Comparison among associativity

|  |  |  |  |  |  |  |  |  |
| --- | --- | --- | --- | --- | --- | --- | --- | --- |
|  | mm.c | | lfsr.c | | merge.c | | sieve.c | |
| Assoc | miss% | seconds | miss% | seconds | miss% | seconds | miss% | seconds |
| Random (1.0 GHz) | | | | | | | | |
| 2 | 1.3278% | 0.00699 | 92.883% | 0.00411 | 1.0427% | 0.00267 | 34.953% | 0.02557 |
| 8 | 1.1467% | 0.00729 | 92.892% | 0.00411 | 1.2221% | 0.00273 | 34.939% | 0.02557 |
| 16 | 1.1225% | 0.00741 | 92.876% | 0.00410 | 1.2590% | 0.00275 | 34.945% | 0.02557 |
| NMRU (1.0 GHz) | | | | | | | | |
| 2 | 3.9844 % | 0.00966 | 93.607% | 0.00422 | 12.841 % | 0.00311 | 35.129% | 0.02568 |
| 8 | 1.4403% | 0.00715 | 93.070% | 0.00411 | 1.3152% | 0.00271 | 34.995% | 0.02561 |
| LIP (1.0 GHz) | | | | | | | | |
| 2 | 3.9844% | 0.00966 | 93.607% | 0.00422 | 12.841% | 0.00311 | 35.129% | 0.02568 |
| 8 | 7.2513% | 0.00932 | 94.183% | 0.00410 | 15.122 % | 0.00319 | 35.154% | 0.02570 |

Comparison among replacement/insertion policy:

|  |  |  |  |  |  |  |  |  |
| --- | --- | --- | --- | --- | --- | --- | --- | --- |
|  | mm.c | | lfsr.c | | merge.c | | sieve.c | |
|  | miss% | seconds | miss% | seconds | miss% | seconds | miss% | seconds |
| Freq=1.0GHz, Assoc=2 (when assoc=2, NMRU and LIP are identical) | | | | | | | | |
| Random | 1.3278% | 0.00699 | 92.883% | 0.00411 | 1.0427% | 0.00267 | 34.953% | 0.02557 |
| NMRU | 3.9844% | 0.00966 | 93.607% | 0.00422 | 1.2841% | 0.00311 | 35.129% | 0.02568 |
| LIP | 3.9844% | 0.00966 | 93.607% | 0.00422 | 1.2841% | 0.00311 | 35.129% | 0.02568 |
| Freq=1.0GHz, Assoc=8 | | | | | | | | |
| Random | 1.1467% | 0.00729 | 92.892% | 0.00411 | 1.2221% | 0.00273 | 34.939% | 0.02557 |
| NMRU | 1.4403% | 0.00715 | 93.070% | 0.00411 | 1.3152% | 0.00271 | 34.995% | 0.02561 |
| LIP | 7.2513% | 0.00932 | 94.183% | 0.00410 | 15.122% | 0.00319 | 35.154% | 0.02569 |

As we can see from the results, cache design affects performance only slightly.
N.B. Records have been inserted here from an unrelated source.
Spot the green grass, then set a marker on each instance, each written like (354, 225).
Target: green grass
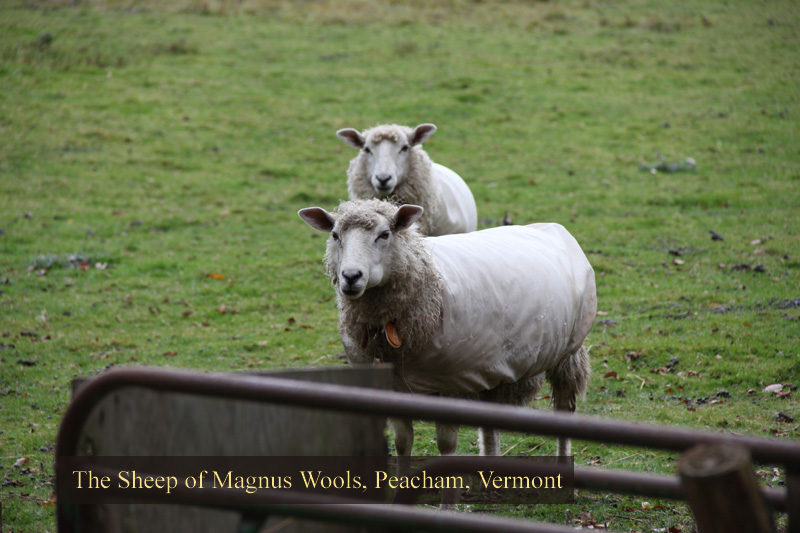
(144, 148)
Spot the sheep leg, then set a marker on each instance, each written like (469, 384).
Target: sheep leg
(403, 442)
(489, 441)
(569, 380)
(446, 441)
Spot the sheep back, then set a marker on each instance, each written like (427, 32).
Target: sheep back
(516, 301)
For the given micro benchmarks, we have performance of Random > NMRU > LIP most of the time.

However, we do not know other design requirements for the CEO’s CPU. If the CPU is designed for specific purposes, we should carry out simulations on these programs and choose the best configuration. Moreover, if the frequency of the CPU exceeds 2GHz, Random may be the only option for the CEO.

Q1: Why does the 16-way set-associative cache perform better/worse/similar to the 8-way set-associative cache?

A1:

We compare 8-way and 16-way cache under Random replacement policy, because it is the only one available.

By comparing the results with 1GHz frequency, we can see that 16-way cache performs slightly outperforms 8-way cache on all 4 micro-benchmarks. This is probably because 16-way cache is more flexible to place a cache block, and costs for different associativity are similar for Random replacement policy.

The effects of associativity are more evident in NMRU/LIP. Since 16-way configuration is not available for NMRU/LIP, we compare 8-way and 2-way configuration. We can see that 8-way configuration frequently outperforms 2-way configuration.

Q2: Why does Random/NMRU/LIP/None perform better than the other replacement policies?

A2:

When other configurations are the same, we observe Random > NMRU > LIP in performance, but just slightly. However, there are some exceptions.

First, NMRU and LIP are identical when associativity is 2, which can be easily verified. When associativity is 8, the simulation results show that we have performance Random > NMRU > LIP. Although LIP can prevent thrashing in theory, there isn’t a best general-purpose cache design. For the simulated micro-benchmarks, the access patterns determine that Random and NMRU leads to fewer cache misses and less total execution time.

In addition, since Random has lower overhead, it supports larger associativity and frequency, so it may be the only option in some cases.

Q3: Is the cache replacement/associativity important for this workload, or are you only getting benefits from clock cycle? Explain why the cache architecture is important/unimportant.

A3:

It depends on the micro benchmark. For lfsr.c and sieve.c, cache replacement/associativity seems to affect overall performance only slightly. For mm.c and merge.c, performance varies across different cache policies. It really depends on the access pattern.

However, clock cycle does affect performance in all cases. Performance changes almost linearly with frequency.